Yeah a worker led economic theory vs a racist ideology. Your argument boils down to this: if any country based on a particular ideology did many horrible things, then that ideology should be rejected.

please go ahead and defend your capitalistic gov that exterminated people in vietnam, hired nazis, bombed black neighborhoods, destabilized and created brutal dictatorships in latin america, bombs kids in yemen, enables apartheid..and once you're done digesting that think about the. slave. trade.


This might be the most low effort whataboutism I’ve read in a while. I’m not sure if you even tried to be relevant with your examples. Please put more effort into your comments.


Why would these actors want to publish on Substack in the first place? They have their own platforms already. Alt-right content is highly "meme" based (e.g. the whole thing with frogs and 'Kekistan', or the Qanon LARPing), it doesn't do well on a platform focused on long-form texts with serious intellectual interest.


I'm not trying to promote their blog and am not a fan of it and won't link it, but I know of at least one Substack blog by one such actor who indeed makes their blog highly meme-based. The fact that you can insert arbitrary inline images in blog posts and write whatever text you want near them is pretty much all you need.


One obvious answer is revenue. Getting money in is a real struggle for extremists, who tend to get banned from traditional platforms. Think of it as like paying membership dues.

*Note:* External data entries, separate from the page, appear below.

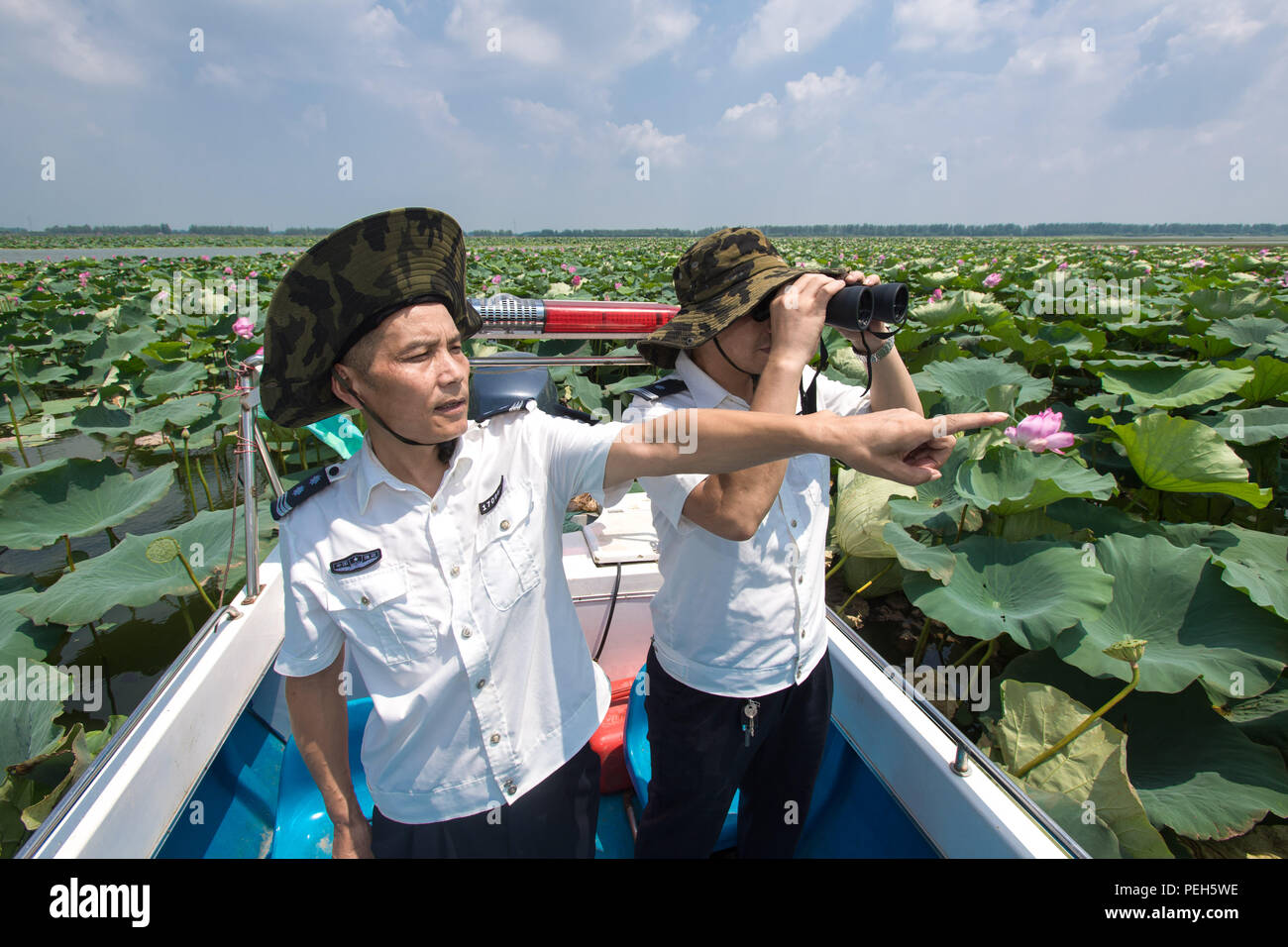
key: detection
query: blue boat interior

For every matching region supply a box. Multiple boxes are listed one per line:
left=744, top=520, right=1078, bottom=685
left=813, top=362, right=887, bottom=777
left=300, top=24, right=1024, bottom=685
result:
left=158, top=665, right=939, bottom=858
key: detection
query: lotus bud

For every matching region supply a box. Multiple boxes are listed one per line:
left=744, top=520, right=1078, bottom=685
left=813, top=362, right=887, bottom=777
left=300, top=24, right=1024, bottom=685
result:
left=1104, top=638, right=1149, bottom=666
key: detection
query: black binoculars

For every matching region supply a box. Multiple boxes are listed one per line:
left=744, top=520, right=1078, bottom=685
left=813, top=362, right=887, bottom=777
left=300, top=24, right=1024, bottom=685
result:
left=752, top=282, right=909, bottom=335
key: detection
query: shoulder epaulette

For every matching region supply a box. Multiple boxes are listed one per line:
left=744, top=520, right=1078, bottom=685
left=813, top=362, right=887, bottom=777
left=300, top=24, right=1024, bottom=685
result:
left=630, top=377, right=690, bottom=401
left=474, top=398, right=535, bottom=421
left=268, top=464, right=340, bottom=519
left=544, top=403, right=599, bottom=424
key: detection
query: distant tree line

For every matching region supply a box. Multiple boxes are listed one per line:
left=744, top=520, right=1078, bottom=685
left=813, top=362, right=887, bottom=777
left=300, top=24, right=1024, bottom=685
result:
left=0, top=220, right=1288, bottom=237
left=469, top=220, right=1288, bottom=237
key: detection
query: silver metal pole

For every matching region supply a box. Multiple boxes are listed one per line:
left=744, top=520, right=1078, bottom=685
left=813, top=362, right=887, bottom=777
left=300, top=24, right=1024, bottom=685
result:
left=237, top=356, right=265, bottom=604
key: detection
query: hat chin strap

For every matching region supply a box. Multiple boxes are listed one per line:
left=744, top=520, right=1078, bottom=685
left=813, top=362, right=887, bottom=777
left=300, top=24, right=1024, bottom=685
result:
left=340, top=376, right=456, bottom=456
left=711, top=335, right=829, bottom=415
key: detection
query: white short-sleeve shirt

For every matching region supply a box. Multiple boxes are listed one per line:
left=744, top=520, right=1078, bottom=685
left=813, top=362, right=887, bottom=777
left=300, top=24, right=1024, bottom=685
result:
left=631, top=352, right=872, bottom=697
left=274, top=401, right=630, bottom=822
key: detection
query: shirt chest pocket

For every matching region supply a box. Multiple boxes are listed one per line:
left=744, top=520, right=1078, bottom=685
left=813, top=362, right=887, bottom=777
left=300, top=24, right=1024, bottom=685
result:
left=327, top=563, right=438, bottom=668
left=474, top=481, right=541, bottom=612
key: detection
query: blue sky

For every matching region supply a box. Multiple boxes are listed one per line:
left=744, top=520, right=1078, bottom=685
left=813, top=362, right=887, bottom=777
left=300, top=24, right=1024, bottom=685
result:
left=0, top=0, right=1288, bottom=231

Thank you for #2, I never knew these points

> Substack’s key metric is not engagement. Our key metric is writer revenue. We make money only when Substack writers make money, by taking a 10% cut of the revenue they make from subscriptions.

I think I'm going to start subscribing to two writers in particular and see how that goes. This is a great model.


I just want to say thank you for allowing other views contrary to the mainstream narrative to flourish.


I enjoyed these articles, you really nailed it. I think if you ever add podcasts and videos you could be the next YouTube, without the click-maximizing algorithms.